Inria, CEA, Université Paris-Saclay, Paris, France; Institut de Mathématiques de Toulouse, UMR 5219, Université de Toulouse, CNRS, UPS, Toulouse, France.
Inria, CEA, Université Paris-Saclay, Paris, France.
Neuroimage. 2022 Oct 15;260:119492. doi: 10.1016/j.neuroimage.2022.119492. Epub 2022 Jul 20.
Cluster-level inference procedures are widely used for brain mapping. These methods compare the size of clusters obtained by thresholding brain maps to an upper bound under the global null hypothesis, computed using Random Field Theory or permutations. However, the guarantees obtained by this type of inference - i.e. at least one voxel is truly activated in the cluster - are not informative with regards to the strength of the signal therein.
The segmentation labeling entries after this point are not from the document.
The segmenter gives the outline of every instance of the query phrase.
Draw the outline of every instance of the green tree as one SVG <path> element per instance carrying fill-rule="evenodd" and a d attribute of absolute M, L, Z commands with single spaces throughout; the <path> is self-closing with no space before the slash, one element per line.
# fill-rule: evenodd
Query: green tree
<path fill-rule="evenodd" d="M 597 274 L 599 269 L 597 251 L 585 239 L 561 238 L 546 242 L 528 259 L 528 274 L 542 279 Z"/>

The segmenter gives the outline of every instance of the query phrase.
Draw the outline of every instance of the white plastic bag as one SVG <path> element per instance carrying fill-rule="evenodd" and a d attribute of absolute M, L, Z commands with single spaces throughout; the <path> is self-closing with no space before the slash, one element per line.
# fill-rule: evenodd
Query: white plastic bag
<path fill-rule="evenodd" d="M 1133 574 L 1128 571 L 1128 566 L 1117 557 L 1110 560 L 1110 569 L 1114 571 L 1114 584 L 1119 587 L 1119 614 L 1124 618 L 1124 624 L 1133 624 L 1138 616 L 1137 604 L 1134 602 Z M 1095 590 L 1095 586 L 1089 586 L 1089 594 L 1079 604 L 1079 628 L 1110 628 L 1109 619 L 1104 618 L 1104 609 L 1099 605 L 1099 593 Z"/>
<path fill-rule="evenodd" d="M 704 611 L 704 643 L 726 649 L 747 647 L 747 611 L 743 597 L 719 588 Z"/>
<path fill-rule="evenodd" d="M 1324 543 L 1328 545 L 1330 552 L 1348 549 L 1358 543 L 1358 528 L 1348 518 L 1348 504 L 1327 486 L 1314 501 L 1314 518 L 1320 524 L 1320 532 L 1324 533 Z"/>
There is thus a need for methods to assess the amount of signal within clusters; yet such methods have to take into account that clusters are defined based on the data, which creates circularity in the inference scheme. This has motivated the use of post hoc estimates that allow statistically valid estimation of the proportion of activated voxels in clusters. In the context of fMRI data, the All-Resolutions Inference framework introduced in Rosenblatt et al. (2018) provides post hoc estimates of the proportion of activated voxels. However, this method relies on parametric threshold families, which results in conservative inference. In this paper, we leverage randomization methods to adapt to data characteristics and obtain tighter false discovery control. We obtain Notip, for Non-parametric True Discovery Proportion control: a powerful, non-parametric method that yields statistically valid guarantees on the proportion of activated voxels in data-derived clusters. Numerical experiments demonstrate substantial gains in number of detections compared with state-of-the-art methods on 36 fMRI datasets. The conditions under which the proposed method brings benefits are also discussed.
集群级别的推断程序在脑图谱研究中得到了广泛应用。这些方法通过将大脑图谱的聚类大小与全局零假设下的上限(使用随机场理论或置换计算)进行比较,从而进行推断。然而,这种推断所提供的保证——即聚类中至少有一个体素被真正激活——对于信号的强度并没有信息价值。因此,需要有方法来评估聚类中的信号量;然而,这类方法必须考虑到聚类是基于数据定义的,这会在推断方案中产生循环性。这促使人们使用事后估计,以统计上有效的方式估计聚类中激活体素的比例。在 fMRI 数据的背景下,Rosenblatt 等人(2018)提出的全分辨率推断框架提供了聚类中激活体素比例的事后估计。然而,这种方法依赖于参数阈值族,导致保守的推断。在本文中,我们利用随机化方法来适应数据特征,并获得更严格的错误发现控制。我们得到了 Notip,用于非参数真实发现比例控制:一种强大的非参数方法,可在数据衍生聚类中的激活体素比例上提供统计上有效的保证。数值实验表明,与 36 个 fMRI 数据集上的最新方法相比,检测到的数量有了实质性的提高。还讨论了提出的方法带来好处的条件。